Pacific Biodiesel closes 18-year-old Maui-based prototype plant

By Pacific Biodiesel Technologies | April 07, 2014

America’s oldest biodiesel production plant has vacated the Central Maui Landfill. While continuing operations in the collection of used cooking oil and trap grease waste, Pacific Biodiesel has closed its prototype facility. Built in 1996, Pacific Biodiesel’s Maui plant has been widely recognized as a pioneer in America’s biodiesel industry and was the longest continually operating commercial biodiesel processing facility in the nation. The Maui operation has won awards from the Solid Waste Association of North American, the National Recycling Coalition and the United Nations Industrial Development Organization.

In December 2013, Pacific Biodiesel was notified by the Maui County Department of Environmental Management that continuing the current operation would require multiple permits and extensive upgrades to comply with new county requirements.

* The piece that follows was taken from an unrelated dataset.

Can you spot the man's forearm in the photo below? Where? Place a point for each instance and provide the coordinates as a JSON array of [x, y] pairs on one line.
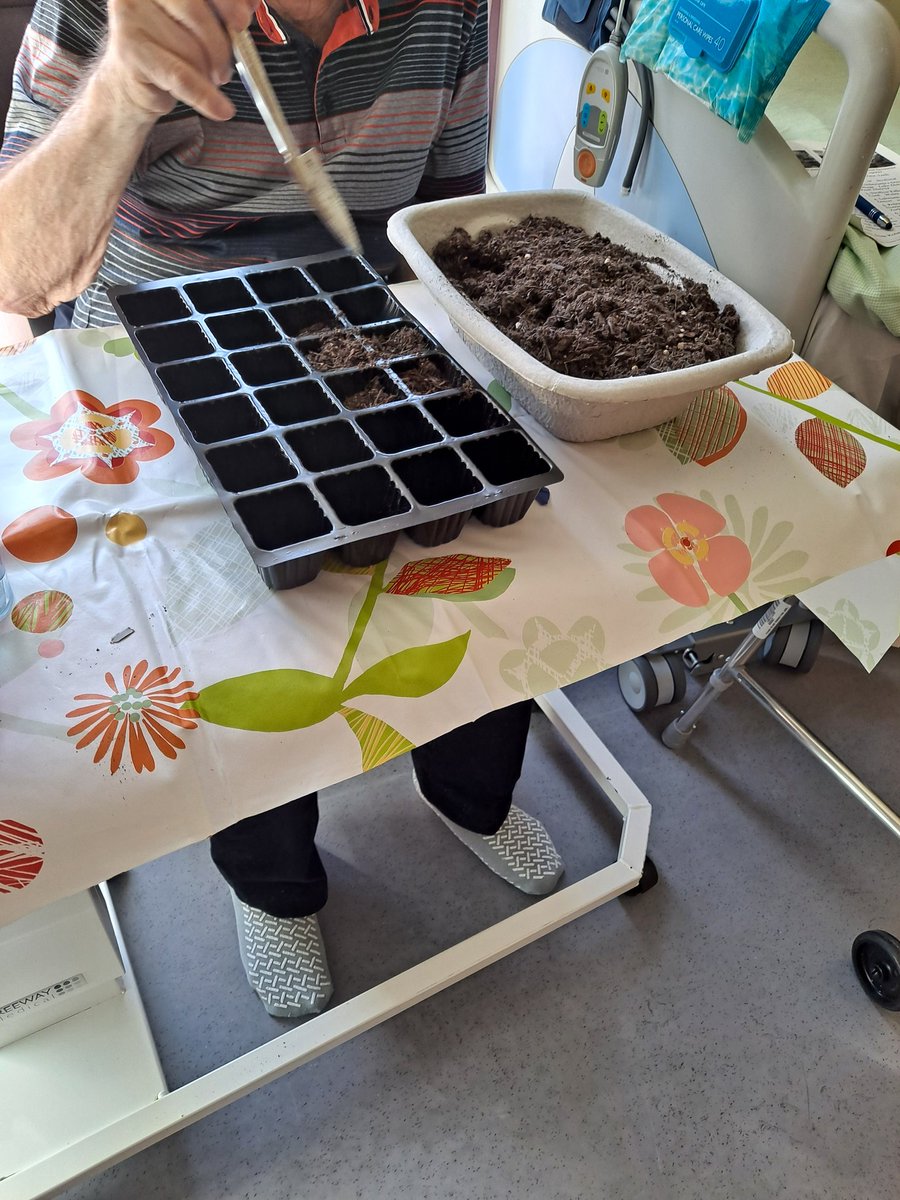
[[59, 198]]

Robert King, president and founder of the company, said, “With just over two years left on our contract, we couldn’t justify the costly site improvements that were required to meet the county’s demands.”

Pacific Biodiesel will continue its full range of pumping and collection services on Maui and Lanai as well as all its collection and processing operations on Oahu and Hawaii Island. Distribution of the company’s biodiesel fuel will continue statewide.

Prior to closing, the Puunene facility was providing preprocessing of waste oils for shipping to its state-of-the-art biodiesel refinery in Hilo. Now that the landfill facility has closed, the cooking oil collected on Maui will be transferred directly to Big Island Biodiesel. Grease trap waste will continue to be processed on Oahu and Hawaii Island.

“Needless to say, it was difficult to shut down the plant after all these years but we found ourselves with little recourse given the extent of the requirements to continue operations,” said King.  “We are committed to our community-based model and hope to return to Maui with our industry-leading technology in the future.”

In the meantime, Pacific Biodiesel will continue to collect Maui County’s waste oils and grease and distribute premium distilled biodiesel across the state. To date, the Maui-based company has diverted more than 22 million gallons of waste from the community’s landfill, greatly reduced the frequency of wastewater spills due to clogging by grease, and saved the county’s restaurants a lot of money.

Retired Pacific Biodiesel Operations Manager Larry Zolezzi estimates the savings to Maui restaurants to be about $1 million, explaining, “The pumpers used to charge $1 per gallon to pick up and dispose of used cooking oil (UCO) and $2 per gallon for grease. As the first biodiesel company in the U.S., we changed the culture about what to do with UCO and now grease.” Since 2010, Pacific Biodiesel Logistics has been collecting UCO for free and offering restaurants reduced rates for grease trap service.


2 Responses

  1. Glenn Martin



    The technology exists to significantly reduce grease trap waste - The grease recovery device or GRD recovers the fats, oils, and grease from the 3-compartment sink and the automatic dishwasher simultaneously. The recovered grease is "Yellow Grease" which goes to making bio-diesel. A GRD would stop millions of pounds of grease trap waste or brown grease from going to landfill. It is estimated that every restaurant without a GRD contributes 300-400 pounds of landfill waste annually. How many restaurants in the USA and Canada? see

  2. peter brown



    Are we surprised? Permitting and grid connecting are the two reasons cited in California as to why renewable digesters are almost non-existent. The same applies to biodiesel and other renewables, add to that the lack of government commitment, such as $1.00 subsidy and the waffling on legislation it's a miracle anything gets produced. The worst thing about this is that compared to the alternatives of fracking and tar sands oil, biodiesel is benign feedstock spills can be resolved by using vinegar and a few spices.